Before it became a campy song to use for parody, George Thorogood's smash hit was also used appropriately in films like Christine. Where things went wrong was when it was used in Terminator 2, and though it worked well in that film, it was soon associated more with parody than anything else. As with most jokes, it was repeated far too often, and fans were tired of hearing the song in any context.
The Vietnam War was a controversial time in world history, and much of the media of the era has been linked to the conflict. User spicerldn had only one song in mind when speaking of overplayed music, simply commenting "'Fortunate Son.'"
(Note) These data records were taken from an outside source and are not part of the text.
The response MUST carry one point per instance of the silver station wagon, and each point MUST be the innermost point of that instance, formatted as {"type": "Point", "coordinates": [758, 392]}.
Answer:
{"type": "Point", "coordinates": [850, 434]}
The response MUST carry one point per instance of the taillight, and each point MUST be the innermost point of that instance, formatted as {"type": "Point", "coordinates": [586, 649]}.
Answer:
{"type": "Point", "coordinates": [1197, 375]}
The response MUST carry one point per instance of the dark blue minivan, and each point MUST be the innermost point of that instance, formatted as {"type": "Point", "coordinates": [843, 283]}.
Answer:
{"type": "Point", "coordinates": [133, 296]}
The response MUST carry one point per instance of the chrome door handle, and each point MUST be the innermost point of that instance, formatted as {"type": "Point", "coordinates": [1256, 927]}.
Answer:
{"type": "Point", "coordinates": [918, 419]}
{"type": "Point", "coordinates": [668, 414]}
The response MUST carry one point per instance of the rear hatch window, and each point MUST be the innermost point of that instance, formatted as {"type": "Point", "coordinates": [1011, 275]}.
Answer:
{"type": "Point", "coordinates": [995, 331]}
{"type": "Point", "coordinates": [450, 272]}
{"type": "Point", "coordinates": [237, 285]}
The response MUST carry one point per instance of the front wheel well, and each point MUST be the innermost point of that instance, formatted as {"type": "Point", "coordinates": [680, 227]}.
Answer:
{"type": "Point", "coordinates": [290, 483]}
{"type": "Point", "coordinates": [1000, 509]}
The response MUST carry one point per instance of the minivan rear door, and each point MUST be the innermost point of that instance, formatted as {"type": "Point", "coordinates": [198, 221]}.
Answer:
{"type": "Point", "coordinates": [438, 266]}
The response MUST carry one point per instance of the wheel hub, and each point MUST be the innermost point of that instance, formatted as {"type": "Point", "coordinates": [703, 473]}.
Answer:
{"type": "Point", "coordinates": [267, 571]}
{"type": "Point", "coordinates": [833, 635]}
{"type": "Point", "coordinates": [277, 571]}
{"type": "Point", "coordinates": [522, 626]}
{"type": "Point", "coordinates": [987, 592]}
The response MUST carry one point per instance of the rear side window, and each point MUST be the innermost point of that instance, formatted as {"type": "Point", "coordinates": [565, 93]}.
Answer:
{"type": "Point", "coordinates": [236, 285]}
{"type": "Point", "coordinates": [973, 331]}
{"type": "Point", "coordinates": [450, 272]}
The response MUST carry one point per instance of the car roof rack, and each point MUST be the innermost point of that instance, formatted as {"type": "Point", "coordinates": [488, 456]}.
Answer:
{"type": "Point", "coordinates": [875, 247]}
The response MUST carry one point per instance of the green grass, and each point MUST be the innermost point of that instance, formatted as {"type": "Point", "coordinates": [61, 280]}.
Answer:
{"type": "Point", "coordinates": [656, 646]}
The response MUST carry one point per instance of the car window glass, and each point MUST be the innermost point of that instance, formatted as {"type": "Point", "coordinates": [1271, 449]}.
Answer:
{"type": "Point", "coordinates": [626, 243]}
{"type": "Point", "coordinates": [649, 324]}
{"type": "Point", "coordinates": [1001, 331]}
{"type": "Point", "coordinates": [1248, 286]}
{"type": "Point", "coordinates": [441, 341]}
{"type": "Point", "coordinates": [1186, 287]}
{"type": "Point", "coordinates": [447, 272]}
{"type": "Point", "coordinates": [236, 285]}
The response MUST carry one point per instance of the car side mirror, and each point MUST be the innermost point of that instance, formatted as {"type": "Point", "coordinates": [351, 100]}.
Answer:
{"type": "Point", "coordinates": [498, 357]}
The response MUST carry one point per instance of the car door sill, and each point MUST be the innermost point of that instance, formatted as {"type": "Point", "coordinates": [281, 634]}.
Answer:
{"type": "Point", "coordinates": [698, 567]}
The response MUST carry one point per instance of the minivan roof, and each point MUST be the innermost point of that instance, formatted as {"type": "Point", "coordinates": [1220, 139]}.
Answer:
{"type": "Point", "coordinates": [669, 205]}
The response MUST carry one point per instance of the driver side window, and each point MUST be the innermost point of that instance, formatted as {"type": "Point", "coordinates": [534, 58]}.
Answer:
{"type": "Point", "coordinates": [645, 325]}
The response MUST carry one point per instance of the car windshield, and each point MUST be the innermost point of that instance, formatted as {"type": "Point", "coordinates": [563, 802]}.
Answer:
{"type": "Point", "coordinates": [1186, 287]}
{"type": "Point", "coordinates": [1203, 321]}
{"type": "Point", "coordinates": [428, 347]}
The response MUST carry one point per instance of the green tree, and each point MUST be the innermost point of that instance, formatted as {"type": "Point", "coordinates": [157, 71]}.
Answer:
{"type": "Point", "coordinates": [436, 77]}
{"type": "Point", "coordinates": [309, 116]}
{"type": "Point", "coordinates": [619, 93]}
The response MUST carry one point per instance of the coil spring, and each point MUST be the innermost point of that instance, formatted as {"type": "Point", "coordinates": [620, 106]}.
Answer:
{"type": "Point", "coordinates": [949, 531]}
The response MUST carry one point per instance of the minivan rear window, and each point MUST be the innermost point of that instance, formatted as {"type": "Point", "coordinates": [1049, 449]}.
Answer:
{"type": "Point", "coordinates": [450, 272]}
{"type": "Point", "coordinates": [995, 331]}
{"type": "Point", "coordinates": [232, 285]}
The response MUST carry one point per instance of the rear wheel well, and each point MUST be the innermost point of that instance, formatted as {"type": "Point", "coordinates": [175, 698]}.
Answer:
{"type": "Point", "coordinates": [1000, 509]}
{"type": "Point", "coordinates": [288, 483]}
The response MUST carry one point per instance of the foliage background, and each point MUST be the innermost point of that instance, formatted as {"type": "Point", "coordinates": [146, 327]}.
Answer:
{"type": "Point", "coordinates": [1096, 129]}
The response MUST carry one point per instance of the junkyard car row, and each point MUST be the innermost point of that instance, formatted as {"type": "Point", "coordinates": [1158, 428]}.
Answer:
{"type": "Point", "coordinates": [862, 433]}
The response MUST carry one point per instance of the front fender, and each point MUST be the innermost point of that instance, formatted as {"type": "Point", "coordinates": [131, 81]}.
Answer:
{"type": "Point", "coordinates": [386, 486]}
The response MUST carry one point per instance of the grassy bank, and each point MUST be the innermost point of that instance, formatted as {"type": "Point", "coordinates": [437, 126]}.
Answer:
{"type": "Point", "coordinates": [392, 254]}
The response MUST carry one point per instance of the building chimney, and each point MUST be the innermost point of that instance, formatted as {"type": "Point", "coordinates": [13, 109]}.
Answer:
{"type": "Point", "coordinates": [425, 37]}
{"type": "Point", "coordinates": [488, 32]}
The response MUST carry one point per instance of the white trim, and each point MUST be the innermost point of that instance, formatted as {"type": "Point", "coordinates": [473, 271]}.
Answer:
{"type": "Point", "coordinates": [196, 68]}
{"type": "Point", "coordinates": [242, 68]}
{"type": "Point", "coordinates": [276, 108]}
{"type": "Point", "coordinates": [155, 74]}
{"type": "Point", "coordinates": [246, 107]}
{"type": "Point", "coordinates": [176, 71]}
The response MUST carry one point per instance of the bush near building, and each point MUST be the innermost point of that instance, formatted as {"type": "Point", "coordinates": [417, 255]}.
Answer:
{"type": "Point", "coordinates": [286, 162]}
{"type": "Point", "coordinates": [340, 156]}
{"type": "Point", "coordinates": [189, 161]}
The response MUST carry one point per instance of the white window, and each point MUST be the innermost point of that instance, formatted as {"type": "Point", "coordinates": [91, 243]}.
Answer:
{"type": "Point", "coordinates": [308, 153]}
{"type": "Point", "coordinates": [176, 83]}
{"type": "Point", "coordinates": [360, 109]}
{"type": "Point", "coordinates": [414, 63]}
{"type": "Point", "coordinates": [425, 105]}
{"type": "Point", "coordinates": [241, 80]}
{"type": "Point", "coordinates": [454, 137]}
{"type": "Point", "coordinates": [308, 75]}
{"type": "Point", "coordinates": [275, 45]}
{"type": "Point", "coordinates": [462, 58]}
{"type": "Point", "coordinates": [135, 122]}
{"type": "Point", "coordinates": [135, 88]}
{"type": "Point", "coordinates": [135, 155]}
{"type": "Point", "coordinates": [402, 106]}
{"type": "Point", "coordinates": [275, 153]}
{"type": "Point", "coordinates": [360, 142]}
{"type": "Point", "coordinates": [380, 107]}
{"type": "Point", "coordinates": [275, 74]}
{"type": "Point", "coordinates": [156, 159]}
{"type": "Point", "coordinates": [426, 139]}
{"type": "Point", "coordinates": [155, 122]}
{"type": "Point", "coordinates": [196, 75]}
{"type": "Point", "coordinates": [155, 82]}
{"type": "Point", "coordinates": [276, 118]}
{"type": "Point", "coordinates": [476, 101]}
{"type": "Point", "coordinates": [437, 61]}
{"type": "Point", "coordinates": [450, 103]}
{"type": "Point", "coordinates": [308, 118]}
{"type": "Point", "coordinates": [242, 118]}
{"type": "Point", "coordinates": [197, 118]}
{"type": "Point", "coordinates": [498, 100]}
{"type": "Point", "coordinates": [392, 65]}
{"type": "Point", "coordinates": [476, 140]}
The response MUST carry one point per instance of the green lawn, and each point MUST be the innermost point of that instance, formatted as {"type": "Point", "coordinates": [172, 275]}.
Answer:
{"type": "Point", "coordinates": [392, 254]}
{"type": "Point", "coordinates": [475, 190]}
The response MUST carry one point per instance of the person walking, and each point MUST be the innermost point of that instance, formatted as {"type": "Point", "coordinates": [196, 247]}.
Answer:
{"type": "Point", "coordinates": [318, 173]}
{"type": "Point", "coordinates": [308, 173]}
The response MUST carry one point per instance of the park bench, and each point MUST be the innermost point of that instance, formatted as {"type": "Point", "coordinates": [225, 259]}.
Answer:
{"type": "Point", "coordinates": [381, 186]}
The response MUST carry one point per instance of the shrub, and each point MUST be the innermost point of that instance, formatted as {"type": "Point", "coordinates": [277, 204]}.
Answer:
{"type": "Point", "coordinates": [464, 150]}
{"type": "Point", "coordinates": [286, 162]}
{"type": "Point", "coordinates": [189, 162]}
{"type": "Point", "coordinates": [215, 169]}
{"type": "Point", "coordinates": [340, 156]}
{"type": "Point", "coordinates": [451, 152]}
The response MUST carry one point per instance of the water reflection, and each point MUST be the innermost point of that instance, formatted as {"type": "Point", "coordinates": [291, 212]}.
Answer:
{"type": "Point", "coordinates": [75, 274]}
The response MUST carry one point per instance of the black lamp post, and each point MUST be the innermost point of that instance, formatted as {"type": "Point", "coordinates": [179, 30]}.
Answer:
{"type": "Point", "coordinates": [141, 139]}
Creedence Clearwater Revival were one of the biggest bands of the Vietnam era, and their protest song "Fortunate Son" was one of the most visible examples of anti-war music. Because of that, it didn't take long for it to become the go-to soundtrack for some of the best films about the war, and it soon became cliché. Though the song has lost none of its power over fifty years later, its usefulness in movies and TV has run its course.
Most overused songs in movies and TV come from the pop realm, but "Chariots of Fire" was a rare example of film soundtrack that got a lot of play elsewhere. User Jeffersons_Mammoth had no trouble picking an overplayed song, saying "Easily the Chariots of Fire theme...most people don't even know where it came from but just know it as a parody."
The film itself quickly faded from people's minds, but Vangelis' memorable theme became synonymous with any amazing athletic feat. Soon the instrumental song was mockingly used to underscore comedy films, and eventually, it was totally removed from its original context. Even without that, it often irks viewers who have heard it used too many times.
Music doesn't necessarily have to evoke higher meaning, and "September" by Earth, Wind & Fire is a perfect example of that. User NoImNotJC begrudged an overplayed song when they commented "I swear I've heard 'September' by Earth, Wind & Fire in countless things in the past year."
The disco classic has undeniable power, and the band is no stranger to having their music in films. However, "September" has qualities that lend itself to overuse. In the recent decade, viewers were hard pressed to find a children's film that didn't shoehorn in the song, and it got old quickly.
Hollywood is known for painting people and places with broad strokes, and "London Calling" has become synonymous with the U.K. in films. User MovieMike007 didn't appreciate the cliché of the song, saying "'London Calling' by The Clash. It has been so overused for introductory shots of London, England."
One of the things that often irks viewers the most about overused songs is that they can be too on the nose, and "London Calling" is the prime example. Considering The Clash's punk roots, using the song as a way to glorify the city is absurd and misses the point of the band entirely. On top of that, it's simply exhausting to hear the same song again and again.